There are a handful of publications I read daily outside of the search marketing spectrum, one such publication being BaltimoreSun.com, the website of Baltimore’s newspaper, the Baltimore Sun. I read the Sun for various reasons, onesuch being keeping up on the Baltimore Ravens and Orioles (I grew up in Maryland and now reside in Tampa).
I’ve noticed that while visiting their Sports page several times a day, 7 days a week, that the new stories being served at the top of the Sports headlines are sometimes not new stories at all, but only refurbished stories from the day before with a paragraph or two of new information, or the same exact story with a new title.
Look at these two stories for example :
These are the same stories, printed on different days, with different headlines and URL’s, but the same content. If I fell for it, I’m sure hundreds of thousands of other loyal readers may have also. Since the Baltimore Sun is a news publication and sells advertising on a CPM basis, my theory is that it is part of their strategy to increase pageviews using this technique, to assist with enhancing the reach and “circulation” of their news stories.
Also, The Sun does not limit this misleading publishing technique to their Sports section, but their Politics, Homepage, Entertainment and other areas.
Now, would a print newspaper be able to get away with printing the same story twice on different days with different headlines? No, it would not.
As a blogger, would I be able to change one of Search Engine Journal’s stories from What Can or Should Be Included in a Page Title to Ultimate Guide to Title Tag Optimization? No, I would not. Not only would the backlash from the search community be hell to deal with but it would result in SEJ losing trust and readers. Furthermore, my bouncerate would increase substantially and there would be tons of duplicate content issues to address, and all of these problem could negatively influence my overall search rankings.
It does look like this practice may have already damaged their Google News indexing.

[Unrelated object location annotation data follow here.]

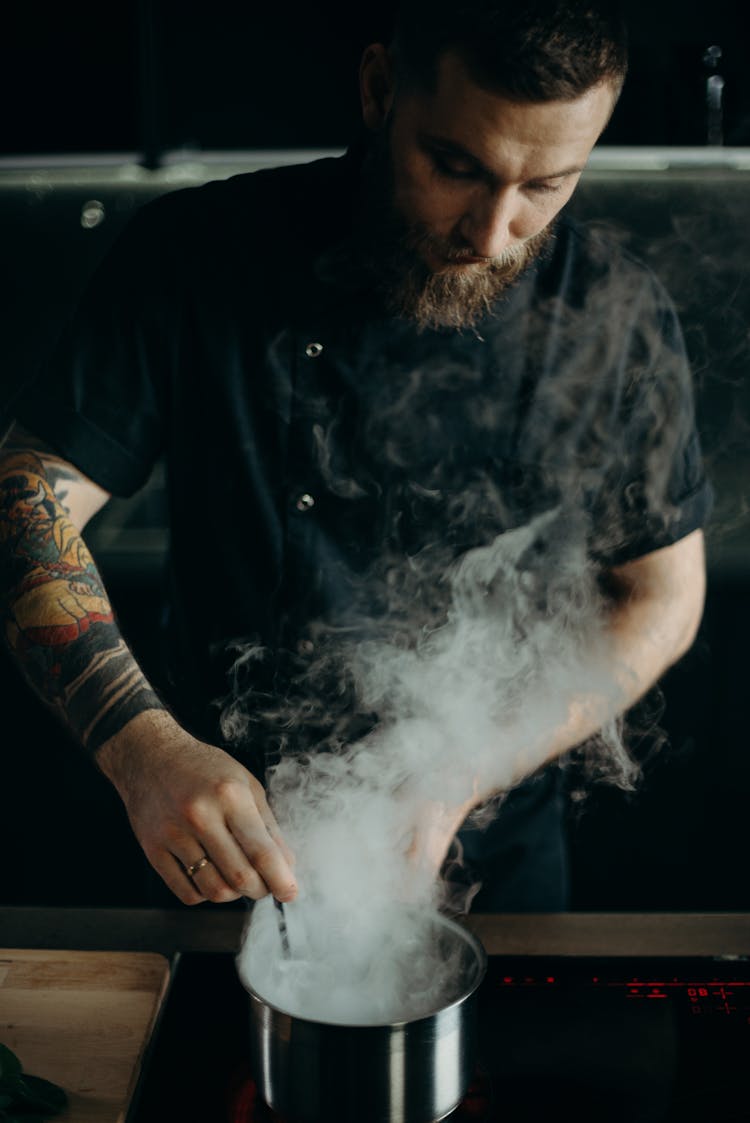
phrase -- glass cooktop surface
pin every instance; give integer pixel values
(606, 1040)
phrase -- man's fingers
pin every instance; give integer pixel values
(265, 855)
(173, 874)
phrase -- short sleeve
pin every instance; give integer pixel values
(101, 401)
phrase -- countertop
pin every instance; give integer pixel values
(219, 929)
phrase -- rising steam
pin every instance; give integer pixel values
(439, 672)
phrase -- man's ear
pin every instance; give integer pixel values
(376, 85)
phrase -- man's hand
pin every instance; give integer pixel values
(185, 801)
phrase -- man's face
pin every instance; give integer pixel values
(473, 182)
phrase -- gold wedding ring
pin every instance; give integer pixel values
(191, 870)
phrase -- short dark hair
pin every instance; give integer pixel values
(529, 49)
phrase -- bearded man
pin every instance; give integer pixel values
(356, 371)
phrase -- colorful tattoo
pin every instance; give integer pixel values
(57, 620)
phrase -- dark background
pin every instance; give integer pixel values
(148, 78)
(227, 74)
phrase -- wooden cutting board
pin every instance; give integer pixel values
(82, 1020)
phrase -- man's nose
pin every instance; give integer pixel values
(486, 225)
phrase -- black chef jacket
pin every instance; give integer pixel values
(311, 439)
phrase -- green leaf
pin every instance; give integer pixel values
(39, 1095)
(10, 1067)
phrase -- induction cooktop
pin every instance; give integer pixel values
(606, 1040)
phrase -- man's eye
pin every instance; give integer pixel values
(453, 169)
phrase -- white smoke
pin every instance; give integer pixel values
(464, 712)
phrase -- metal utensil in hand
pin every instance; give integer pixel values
(281, 916)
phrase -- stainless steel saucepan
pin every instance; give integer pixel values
(410, 1071)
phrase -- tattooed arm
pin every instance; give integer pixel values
(184, 799)
(58, 622)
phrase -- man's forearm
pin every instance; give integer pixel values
(655, 611)
(56, 618)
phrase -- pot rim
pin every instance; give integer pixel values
(468, 938)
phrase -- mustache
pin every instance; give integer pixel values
(421, 239)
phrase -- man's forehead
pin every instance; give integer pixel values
(556, 136)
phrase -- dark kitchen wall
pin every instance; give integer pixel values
(246, 75)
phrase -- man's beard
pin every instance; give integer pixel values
(391, 256)
(458, 295)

I’m wondering if it is worth it for the Baltimore Sun, owned by Tribune, to use this practice and whether the short term CPM’s are worth leaving their readership feeling bewildered.
Your thoughts?







this is not for the people who aim for loyal readers to their blog.but for others , if doing this particular act is really useful then they may think about it .

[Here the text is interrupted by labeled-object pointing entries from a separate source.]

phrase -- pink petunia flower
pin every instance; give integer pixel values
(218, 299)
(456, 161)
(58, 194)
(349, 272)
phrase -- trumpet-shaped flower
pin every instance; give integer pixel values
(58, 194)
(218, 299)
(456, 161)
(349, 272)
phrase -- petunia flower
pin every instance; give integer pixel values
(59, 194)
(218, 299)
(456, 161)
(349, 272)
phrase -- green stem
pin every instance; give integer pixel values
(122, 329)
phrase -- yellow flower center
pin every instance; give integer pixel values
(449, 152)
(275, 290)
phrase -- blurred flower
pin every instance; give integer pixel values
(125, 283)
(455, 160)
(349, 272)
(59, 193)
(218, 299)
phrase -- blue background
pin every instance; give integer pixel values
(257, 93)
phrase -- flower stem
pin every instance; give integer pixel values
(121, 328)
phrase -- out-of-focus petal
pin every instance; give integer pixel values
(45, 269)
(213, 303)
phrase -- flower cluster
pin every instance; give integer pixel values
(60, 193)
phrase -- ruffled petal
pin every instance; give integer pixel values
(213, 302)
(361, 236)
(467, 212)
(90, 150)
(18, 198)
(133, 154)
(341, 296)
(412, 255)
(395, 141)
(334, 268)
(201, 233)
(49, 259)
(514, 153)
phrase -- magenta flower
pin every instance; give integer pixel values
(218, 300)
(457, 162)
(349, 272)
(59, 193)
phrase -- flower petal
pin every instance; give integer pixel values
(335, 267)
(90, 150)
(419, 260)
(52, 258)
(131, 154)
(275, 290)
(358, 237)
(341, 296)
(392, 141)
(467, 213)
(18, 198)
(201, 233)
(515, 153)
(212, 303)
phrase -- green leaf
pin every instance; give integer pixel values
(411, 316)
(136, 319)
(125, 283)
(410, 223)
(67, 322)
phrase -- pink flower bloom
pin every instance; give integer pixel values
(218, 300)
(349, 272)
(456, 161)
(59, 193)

Yup, I’ve noticed this. I’m going to go slightly off topic here because it’s related.
There are other reasons to change titles as well, non the least of which is nurturing posts hot on SM sites like Sphinn (or other Pligg sites) where you get a permanent pass to change the title before, during and after.
The title it takes to go hot on a blog or social site is often different than what you truly want the hot post to index for ultimately. Since some sites give a free pass (including your own blog) thoughtful “evolution” of a post title often gives a post legs.
Thanks for the post Loren. Good grab.
and this is the stuff that they believe is legit in google news while one-author sites like mine get denied every single time.
I don’t think the changing/updated content is any different than when a blogger updates a post and it re-registers in your RSS reader. That happens to me all the time. and with a 24-hr news cycle, some news outlet will make updates to existing stories as they develop.
That said, updating titles of pages/headlines w/o changing the content is a bit black-hat. But it could also be an attempt from a marketing perspective to see which headlines get the most clicks.